The team introduced Enhance in an April 8 blog post, calling it a “leapfrog moment for frontend development.”

“Server-side rendering is a key requirement for personalized web applications,” the team wrote. “Organizations that prioritize the stability, performance and accessibility of web standards run workloads in a huge variety of backend runtimes. Now we can build browser native web interfaces that cross the runtime chasm.”

Enhance Wasm, which is open source, launched with support for Node, Deno, Python, Ruby, PHP, Java, C#, Rust, and Go.

Enhance Wasm Use Cases

Upon release, Enhance saw developers immediately using it to repurpose headline styles across web properties. It’s particularly useful in large companies that have grown through acquisition and may have four or five different technology sections completely divorced from one another, said LeRoux. For instance, his wife works at the large tech firm LaunchDarkly, which has multiple systems from acquired startups. It’s a major headache to maintain a design system across them because they have a blog in PHP and a Go app and different technologies implemented across the different digital properties, he said.

“If you have to maintain a design system across the things you’re re-implementing for each one of these runtimes,” he said. “With Enhance Wasm, we could do all these definitions with web components, and run them in all of these properties from one set of definitions, and that’s that’s why this is compelling.”
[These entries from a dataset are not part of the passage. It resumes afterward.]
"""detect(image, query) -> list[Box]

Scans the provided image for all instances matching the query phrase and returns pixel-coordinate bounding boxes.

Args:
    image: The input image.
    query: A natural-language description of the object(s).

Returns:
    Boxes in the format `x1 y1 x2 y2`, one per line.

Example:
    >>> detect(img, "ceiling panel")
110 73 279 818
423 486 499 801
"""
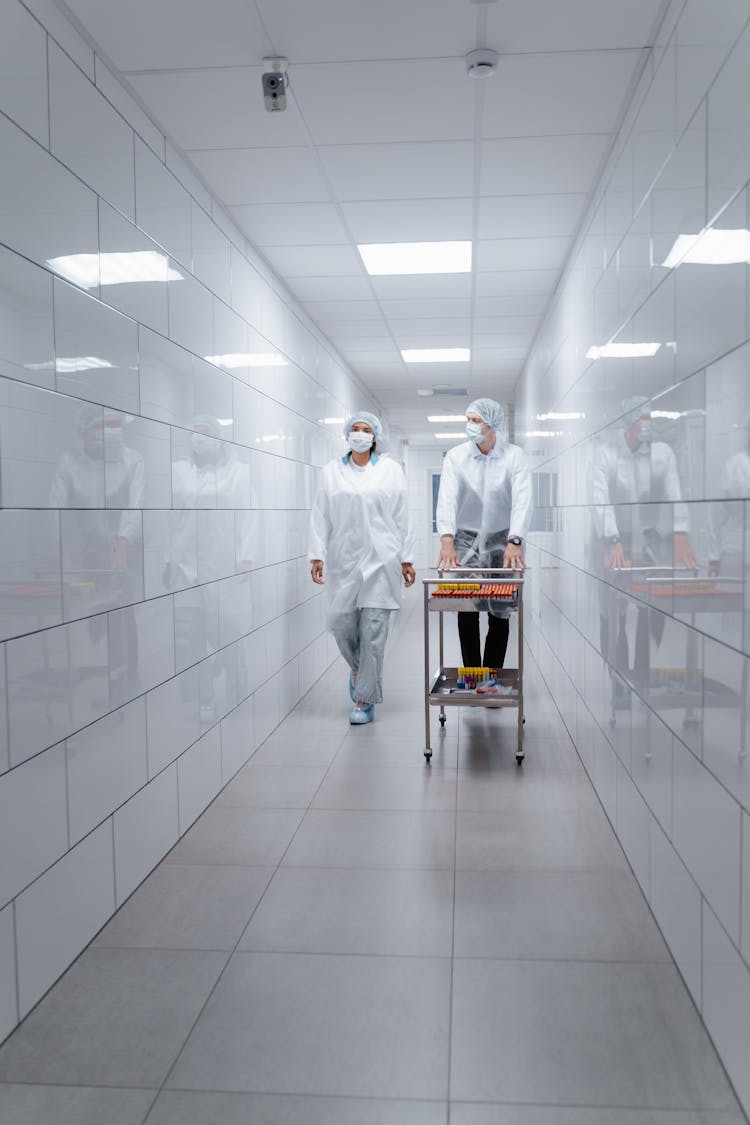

The team has also spoken with noted designer Brad Frost, who has the idea of a global design system similar to Google’s Material or Salesforce’s Lightning, but meant to be used by everyone.

The Enhance team has also joined the W3C Web Components Working group and the Open UI group.

“The end game would be [to] get a lot of this in the browser itself,” Le Roux said. “We shouldn’t be necessarily sharing these design systems for buttons —that should just be built into the platform by now… Tabs or carousels or accordions or whatever, every website has these things. Being able to have a kind of blessed set of these components that works everywhere, ideally without client JavaScript, would be nice.”